March 17, 2020 at 6:02 pm #31611
I dont even have facebook. I never really dated because I’m afraid of the whole sex thing I been struggling with. I avoid the issue by staying single and that sucks because I do want a relationship.
I knew something was different with me all thru my teenage years but this past year I really looked at myself and said wtf is going on. I was attracted to a girl but had no desire for sex. So I began to google deeper into my issue thinking I have ED or another medical issue. Turns out I’m just asexual
Still confused about jt. I’m 24 but want a kid but I don’t need sex but want a real relationship. I should say I believe sex has to happen to be as intimate as I want to be with a girl but I’m not after sex for the se reason for dating.

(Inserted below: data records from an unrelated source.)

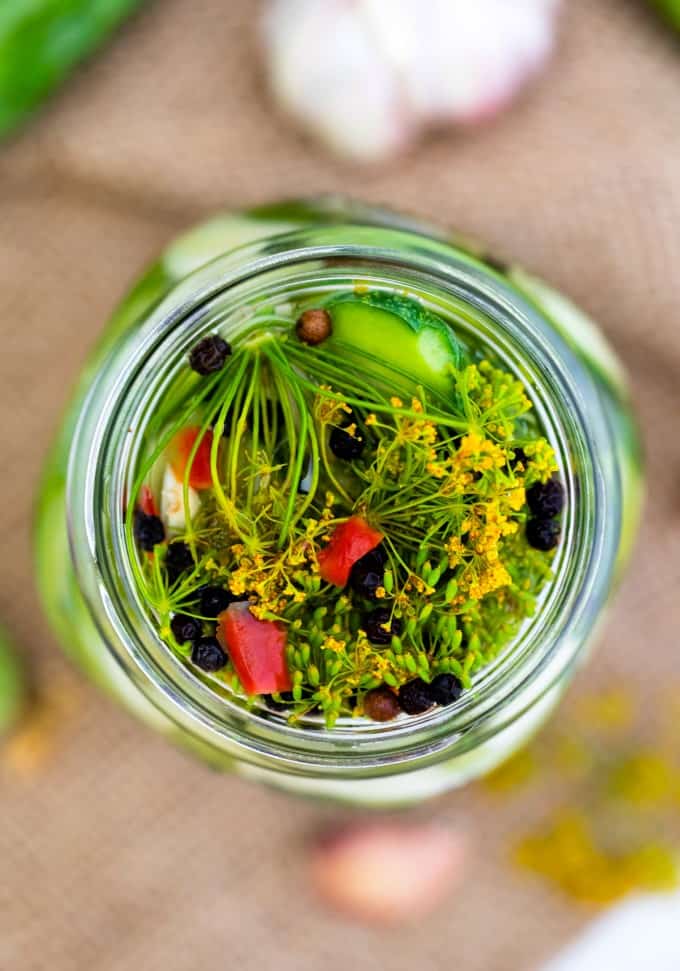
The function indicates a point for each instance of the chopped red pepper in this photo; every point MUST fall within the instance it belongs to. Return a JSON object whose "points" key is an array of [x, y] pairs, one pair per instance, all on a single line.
{"points": [[256, 648], [147, 503], [348, 543], [180, 450]]}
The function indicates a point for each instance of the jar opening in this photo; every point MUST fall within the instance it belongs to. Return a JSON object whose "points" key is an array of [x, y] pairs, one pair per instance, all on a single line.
{"points": [[483, 310]]}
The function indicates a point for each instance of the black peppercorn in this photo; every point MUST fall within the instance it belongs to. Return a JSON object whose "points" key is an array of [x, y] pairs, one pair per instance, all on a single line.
{"points": [[368, 573], [543, 534], [414, 697], [209, 355], [214, 600], [445, 689], [519, 455], [185, 628], [208, 655], [546, 499], [149, 530], [376, 632], [345, 446], [314, 326], [381, 704]]}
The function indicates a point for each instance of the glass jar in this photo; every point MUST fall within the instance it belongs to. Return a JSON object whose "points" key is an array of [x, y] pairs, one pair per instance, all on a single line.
{"points": [[204, 279]]}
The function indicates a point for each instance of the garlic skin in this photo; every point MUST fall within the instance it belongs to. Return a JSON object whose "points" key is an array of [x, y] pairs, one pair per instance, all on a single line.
{"points": [[366, 76]]}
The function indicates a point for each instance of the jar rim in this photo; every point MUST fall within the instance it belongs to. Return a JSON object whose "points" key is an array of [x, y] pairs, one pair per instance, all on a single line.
{"points": [[103, 445]]}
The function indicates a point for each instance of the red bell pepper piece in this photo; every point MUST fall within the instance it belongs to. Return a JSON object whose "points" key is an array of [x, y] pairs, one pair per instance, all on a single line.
{"points": [[348, 543], [256, 648], [180, 449], [147, 503]]}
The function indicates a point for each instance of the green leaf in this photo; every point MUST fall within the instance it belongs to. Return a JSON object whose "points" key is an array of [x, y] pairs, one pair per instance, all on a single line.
{"points": [[12, 683], [41, 41]]}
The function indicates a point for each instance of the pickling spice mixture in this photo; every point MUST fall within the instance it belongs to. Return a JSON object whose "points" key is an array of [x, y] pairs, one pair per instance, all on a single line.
{"points": [[345, 511]]}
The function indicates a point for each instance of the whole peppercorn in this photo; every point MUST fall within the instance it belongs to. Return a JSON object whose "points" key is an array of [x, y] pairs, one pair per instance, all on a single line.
{"points": [[519, 456], [546, 499], [209, 355], [208, 655], [274, 705], [368, 573], [214, 600], [149, 530], [543, 534], [445, 689], [178, 558], [345, 446], [376, 632], [185, 628], [314, 326], [381, 704], [414, 697]]}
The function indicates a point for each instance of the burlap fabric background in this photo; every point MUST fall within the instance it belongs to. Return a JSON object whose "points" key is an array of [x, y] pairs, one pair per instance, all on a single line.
{"points": [[119, 853]]}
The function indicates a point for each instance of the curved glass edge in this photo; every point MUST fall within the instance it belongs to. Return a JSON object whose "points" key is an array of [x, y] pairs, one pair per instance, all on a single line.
{"points": [[64, 604]]}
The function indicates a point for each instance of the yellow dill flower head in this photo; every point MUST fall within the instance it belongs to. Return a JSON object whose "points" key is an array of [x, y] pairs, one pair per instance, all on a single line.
{"points": [[333, 644]]}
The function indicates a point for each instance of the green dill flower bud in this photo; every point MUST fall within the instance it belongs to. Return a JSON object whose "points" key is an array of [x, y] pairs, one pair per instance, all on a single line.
{"points": [[434, 577], [425, 613]]}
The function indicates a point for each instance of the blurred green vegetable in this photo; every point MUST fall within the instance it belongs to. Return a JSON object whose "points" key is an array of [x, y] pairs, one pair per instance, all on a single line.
{"points": [[670, 9], [12, 684], [41, 41]]}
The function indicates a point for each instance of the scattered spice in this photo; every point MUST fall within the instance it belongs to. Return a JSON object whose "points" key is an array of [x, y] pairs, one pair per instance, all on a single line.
{"points": [[614, 829]]}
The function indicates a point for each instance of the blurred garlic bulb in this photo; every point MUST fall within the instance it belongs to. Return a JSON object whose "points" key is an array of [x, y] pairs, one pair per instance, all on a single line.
{"points": [[365, 76]]}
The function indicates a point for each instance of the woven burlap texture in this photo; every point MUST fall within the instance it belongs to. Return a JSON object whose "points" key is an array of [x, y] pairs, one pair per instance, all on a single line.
{"points": [[119, 853]]}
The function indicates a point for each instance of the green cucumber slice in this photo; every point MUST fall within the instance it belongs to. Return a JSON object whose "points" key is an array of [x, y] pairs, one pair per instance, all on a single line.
{"points": [[400, 335]]}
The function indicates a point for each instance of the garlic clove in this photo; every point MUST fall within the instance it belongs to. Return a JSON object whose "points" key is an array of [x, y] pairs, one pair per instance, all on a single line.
{"points": [[173, 511]]}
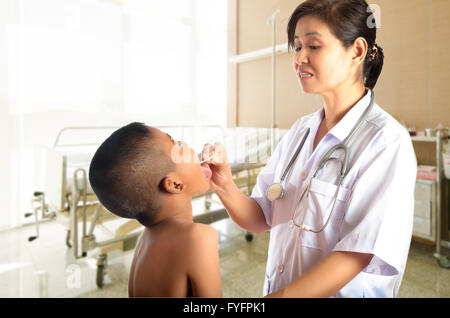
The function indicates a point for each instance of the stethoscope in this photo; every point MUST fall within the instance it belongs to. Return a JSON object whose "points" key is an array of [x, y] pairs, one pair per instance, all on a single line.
{"points": [[276, 190]]}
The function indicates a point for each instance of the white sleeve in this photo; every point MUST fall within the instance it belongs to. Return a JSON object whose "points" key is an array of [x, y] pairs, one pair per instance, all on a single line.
{"points": [[379, 218]]}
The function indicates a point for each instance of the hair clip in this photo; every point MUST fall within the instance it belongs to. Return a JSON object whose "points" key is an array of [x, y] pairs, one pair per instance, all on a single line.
{"points": [[374, 53]]}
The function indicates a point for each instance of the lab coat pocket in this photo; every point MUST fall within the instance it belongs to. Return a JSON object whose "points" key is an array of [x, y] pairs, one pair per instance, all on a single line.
{"points": [[317, 208]]}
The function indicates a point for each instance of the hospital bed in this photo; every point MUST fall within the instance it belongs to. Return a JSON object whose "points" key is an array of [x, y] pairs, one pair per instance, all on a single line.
{"points": [[68, 197]]}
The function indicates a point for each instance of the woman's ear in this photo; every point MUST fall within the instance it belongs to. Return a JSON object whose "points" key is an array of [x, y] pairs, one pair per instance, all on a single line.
{"points": [[360, 48], [172, 184]]}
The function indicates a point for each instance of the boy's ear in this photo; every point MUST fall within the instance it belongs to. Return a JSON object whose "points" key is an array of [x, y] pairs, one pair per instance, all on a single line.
{"points": [[172, 184]]}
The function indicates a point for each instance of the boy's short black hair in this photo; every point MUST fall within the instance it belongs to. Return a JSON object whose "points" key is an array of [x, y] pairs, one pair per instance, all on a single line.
{"points": [[126, 171]]}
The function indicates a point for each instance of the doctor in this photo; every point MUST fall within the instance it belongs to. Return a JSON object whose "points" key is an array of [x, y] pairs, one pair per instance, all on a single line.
{"points": [[329, 236]]}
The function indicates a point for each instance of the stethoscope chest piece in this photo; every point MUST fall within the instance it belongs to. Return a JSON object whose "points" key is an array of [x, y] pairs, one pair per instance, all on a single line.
{"points": [[274, 192]]}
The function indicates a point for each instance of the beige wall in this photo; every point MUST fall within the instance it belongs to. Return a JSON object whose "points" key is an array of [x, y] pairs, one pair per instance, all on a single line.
{"points": [[414, 84]]}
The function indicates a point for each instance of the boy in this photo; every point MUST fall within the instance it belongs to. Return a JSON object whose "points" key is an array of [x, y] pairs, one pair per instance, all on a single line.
{"points": [[141, 173]]}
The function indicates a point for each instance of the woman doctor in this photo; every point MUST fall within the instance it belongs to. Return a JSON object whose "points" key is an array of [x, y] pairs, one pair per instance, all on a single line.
{"points": [[360, 250]]}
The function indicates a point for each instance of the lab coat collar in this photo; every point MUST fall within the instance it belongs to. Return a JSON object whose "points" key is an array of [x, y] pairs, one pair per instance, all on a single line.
{"points": [[346, 124]]}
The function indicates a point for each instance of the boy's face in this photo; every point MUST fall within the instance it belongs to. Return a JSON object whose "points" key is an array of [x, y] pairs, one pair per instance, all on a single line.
{"points": [[195, 177]]}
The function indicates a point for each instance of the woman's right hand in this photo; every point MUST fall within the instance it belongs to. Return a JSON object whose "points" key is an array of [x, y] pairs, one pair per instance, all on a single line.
{"points": [[221, 178]]}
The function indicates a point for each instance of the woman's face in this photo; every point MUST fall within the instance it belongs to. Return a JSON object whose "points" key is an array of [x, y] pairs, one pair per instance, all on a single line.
{"points": [[319, 53]]}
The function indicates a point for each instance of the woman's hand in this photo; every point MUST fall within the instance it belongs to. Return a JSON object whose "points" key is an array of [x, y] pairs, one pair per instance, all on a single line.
{"points": [[221, 178]]}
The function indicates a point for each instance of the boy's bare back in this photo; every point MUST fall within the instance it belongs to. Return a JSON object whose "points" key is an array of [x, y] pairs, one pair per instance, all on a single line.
{"points": [[176, 259]]}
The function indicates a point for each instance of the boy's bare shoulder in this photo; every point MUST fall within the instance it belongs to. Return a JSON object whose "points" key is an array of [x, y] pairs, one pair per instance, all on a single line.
{"points": [[198, 231]]}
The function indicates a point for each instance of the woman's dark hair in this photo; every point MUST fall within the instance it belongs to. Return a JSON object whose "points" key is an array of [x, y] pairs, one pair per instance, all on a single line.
{"points": [[347, 20]]}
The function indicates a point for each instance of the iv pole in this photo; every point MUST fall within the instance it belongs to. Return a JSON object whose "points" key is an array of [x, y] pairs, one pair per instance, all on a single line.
{"points": [[272, 20]]}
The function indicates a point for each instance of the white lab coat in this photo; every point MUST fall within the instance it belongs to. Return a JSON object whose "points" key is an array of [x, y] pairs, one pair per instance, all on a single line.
{"points": [[373, 214]]}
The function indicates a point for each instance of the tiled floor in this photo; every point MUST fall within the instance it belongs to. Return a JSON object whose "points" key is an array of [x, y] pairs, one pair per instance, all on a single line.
{"points": [[47, 268]]}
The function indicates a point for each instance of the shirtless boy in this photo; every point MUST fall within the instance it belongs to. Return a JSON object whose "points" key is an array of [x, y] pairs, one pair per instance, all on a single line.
{"points": [[141, 173]]}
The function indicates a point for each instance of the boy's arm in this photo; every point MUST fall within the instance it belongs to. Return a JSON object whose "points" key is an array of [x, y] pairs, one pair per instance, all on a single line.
{"points": [[203, 262], [327, 277]]}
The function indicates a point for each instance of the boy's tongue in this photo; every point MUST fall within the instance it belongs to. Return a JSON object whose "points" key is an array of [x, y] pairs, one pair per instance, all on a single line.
{"points": [[207, 172]]}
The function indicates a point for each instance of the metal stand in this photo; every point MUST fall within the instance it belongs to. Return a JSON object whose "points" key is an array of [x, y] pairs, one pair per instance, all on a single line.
{"points": [[272, 20]]}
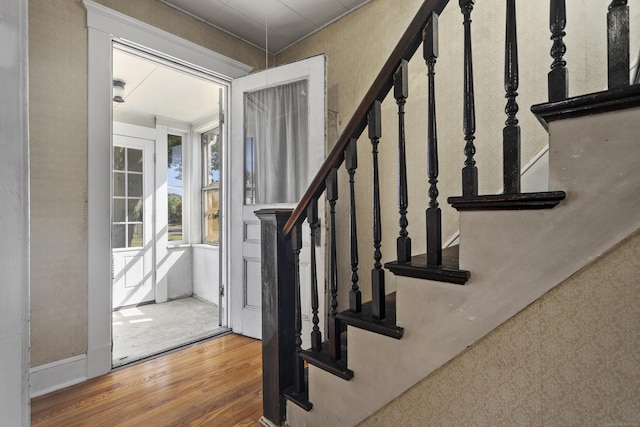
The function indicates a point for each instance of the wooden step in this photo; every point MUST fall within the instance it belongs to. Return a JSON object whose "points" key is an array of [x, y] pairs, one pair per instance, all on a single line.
{"points": [[364, 319], [322, 360], [417, 268], [300, 399], [520, 201]]}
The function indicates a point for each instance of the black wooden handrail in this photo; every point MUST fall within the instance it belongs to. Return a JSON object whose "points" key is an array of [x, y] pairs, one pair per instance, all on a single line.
{"points": [[404, 50]]}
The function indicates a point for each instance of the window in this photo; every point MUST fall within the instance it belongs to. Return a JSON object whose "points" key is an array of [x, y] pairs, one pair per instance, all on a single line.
{"points": [[211, 156], [127, 198], [276, 149], [175, 187]]}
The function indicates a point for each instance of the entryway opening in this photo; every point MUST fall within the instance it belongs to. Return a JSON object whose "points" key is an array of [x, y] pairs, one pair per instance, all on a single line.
{"points": [[166, 205]]}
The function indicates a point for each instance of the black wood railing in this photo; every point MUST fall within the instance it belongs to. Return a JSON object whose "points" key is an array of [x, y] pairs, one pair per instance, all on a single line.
{"points": [[378, 315]]}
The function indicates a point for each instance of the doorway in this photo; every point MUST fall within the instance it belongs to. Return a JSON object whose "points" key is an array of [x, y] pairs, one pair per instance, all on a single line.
{"points": [[167, 182]]}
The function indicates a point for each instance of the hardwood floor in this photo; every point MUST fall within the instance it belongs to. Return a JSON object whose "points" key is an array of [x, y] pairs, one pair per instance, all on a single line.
{"points": [[216, 383]]}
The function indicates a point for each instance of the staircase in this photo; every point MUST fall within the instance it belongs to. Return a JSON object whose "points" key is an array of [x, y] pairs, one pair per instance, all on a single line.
{"points": [[514, 246]]}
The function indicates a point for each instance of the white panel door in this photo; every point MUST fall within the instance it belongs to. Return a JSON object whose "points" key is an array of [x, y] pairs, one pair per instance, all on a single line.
{"points": [[132, 221], [248, 186]]}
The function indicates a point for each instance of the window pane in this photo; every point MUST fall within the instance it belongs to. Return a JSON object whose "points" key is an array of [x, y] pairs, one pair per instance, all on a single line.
{"points": [[174, 183], [134, 160], [135, 210], [135, 185], [276, 148], [118, 210], [175, 215], [118, 184], [118, 158], [211, 156], [117, 236], [174, 166], [135, 235], [211, 215]]}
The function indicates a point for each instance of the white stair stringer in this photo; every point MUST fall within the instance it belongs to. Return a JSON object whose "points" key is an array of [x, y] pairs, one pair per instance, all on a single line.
{"points": [[514, 258]]}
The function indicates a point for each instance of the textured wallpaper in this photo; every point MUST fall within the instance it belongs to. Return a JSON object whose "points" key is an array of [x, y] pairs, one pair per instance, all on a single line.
{"points": [[569, 359], [58, 156]]}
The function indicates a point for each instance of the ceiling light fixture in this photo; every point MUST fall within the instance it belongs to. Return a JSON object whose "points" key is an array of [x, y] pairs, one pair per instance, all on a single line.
{"points": [[118, 90]]}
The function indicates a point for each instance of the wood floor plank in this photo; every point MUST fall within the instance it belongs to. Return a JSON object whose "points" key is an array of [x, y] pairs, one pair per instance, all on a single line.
{"points": [[215, 383]]}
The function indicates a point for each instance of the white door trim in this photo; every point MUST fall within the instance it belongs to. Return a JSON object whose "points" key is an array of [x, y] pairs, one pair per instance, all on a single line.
{"points": [[244, 317], [105, 25], [14, 191]]}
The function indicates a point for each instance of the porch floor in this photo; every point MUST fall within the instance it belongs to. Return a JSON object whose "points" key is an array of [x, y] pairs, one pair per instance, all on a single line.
{"points": [[147, 330]]}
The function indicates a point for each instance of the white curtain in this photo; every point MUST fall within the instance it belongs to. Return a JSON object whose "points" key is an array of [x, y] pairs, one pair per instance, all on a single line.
{"points": [[276, 144]]}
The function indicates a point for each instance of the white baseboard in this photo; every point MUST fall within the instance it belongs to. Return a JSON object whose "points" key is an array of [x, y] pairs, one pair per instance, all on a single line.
{"points": [[98, 361], [57, 375]]}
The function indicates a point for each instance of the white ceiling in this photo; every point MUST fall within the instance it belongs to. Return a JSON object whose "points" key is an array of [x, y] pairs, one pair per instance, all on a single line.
{"points": [[278, 23], [155, 89]]}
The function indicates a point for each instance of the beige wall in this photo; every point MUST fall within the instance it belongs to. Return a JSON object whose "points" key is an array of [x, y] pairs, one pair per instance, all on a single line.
{"points": [[357, 46], [569, 359], [58, 144]]}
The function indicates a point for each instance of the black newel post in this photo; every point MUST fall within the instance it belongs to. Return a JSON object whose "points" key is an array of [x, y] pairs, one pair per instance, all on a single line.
{"points": [[314, 226], [618, 44], [558, 79], [378, 309], [351, 163], [469, 171], [335, 347], [278, 312], [434, 216], [401, 92], [511, 131]]}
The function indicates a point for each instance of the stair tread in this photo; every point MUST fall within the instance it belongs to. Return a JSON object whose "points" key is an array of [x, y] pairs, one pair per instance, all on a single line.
{"points": [[300, 399], [520, 201], [417, 268], [322, 360], [365, 320]]}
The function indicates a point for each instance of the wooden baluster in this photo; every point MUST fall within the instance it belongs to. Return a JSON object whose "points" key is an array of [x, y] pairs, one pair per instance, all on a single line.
{"points": [[377, 273], [314, 225], [298, 374], [469, 172], [351, 163], [558, 79], [335, 351], [618, 44], [434, 218], [511, 132], [401, 92]]}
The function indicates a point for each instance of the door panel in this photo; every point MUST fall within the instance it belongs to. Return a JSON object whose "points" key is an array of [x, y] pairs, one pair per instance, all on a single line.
{"points": [[132, 221], [257, 163]]}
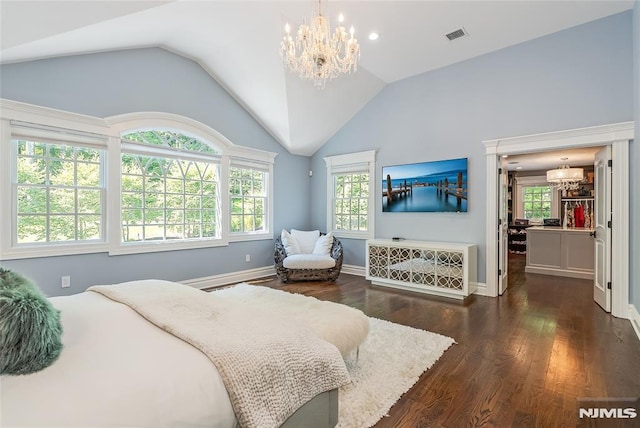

I never put my image and name out on the internet before so I’m very vulnerable. I figure It’ll be good to meet people like me.March 21, 2020 at 3:16 pm #31615
Hello Trevor. I’m Wanda. I’m 61. When I was younger than you I heard the word asexual, didn’t know what it meant so out came the dictionary. There were no computers then. After reading the definition I realized that was me. I couldn’t accept that because it made me weird, out of the norm. With every relationship I tried to be normal and of course it didn’t work. I tried sex therapy, hormone treatments, even a lesbian relationship. Nothing worked. 5 years ago I decided to just be me, a bisexual asexual and I started telling friends and family. I just joined a dating website and stated that I’m asexual and what it means. In other words I’m out there. My best advice as a much older person is just be you. Be open with the young lady right away before your emotions get involved. And keep trying. There is someone out there for you.March 21, 2020 at 10:57 pm #31617
Thanks for the reply Wanda. I found out who I am and love the me I’ve become. I feel like being upfront with ladies will lead to a ton of dead ends lol.March 28, 2020 at 7:06 pm #31643
It takes a lot of bravery I don’t have to be honest with sexual people about not having the same orientation. It is a lot easier to fake it or put some other label on it like tell them I’m a lesbian or something because for some reason that is more generally understood and accepted than being asexual.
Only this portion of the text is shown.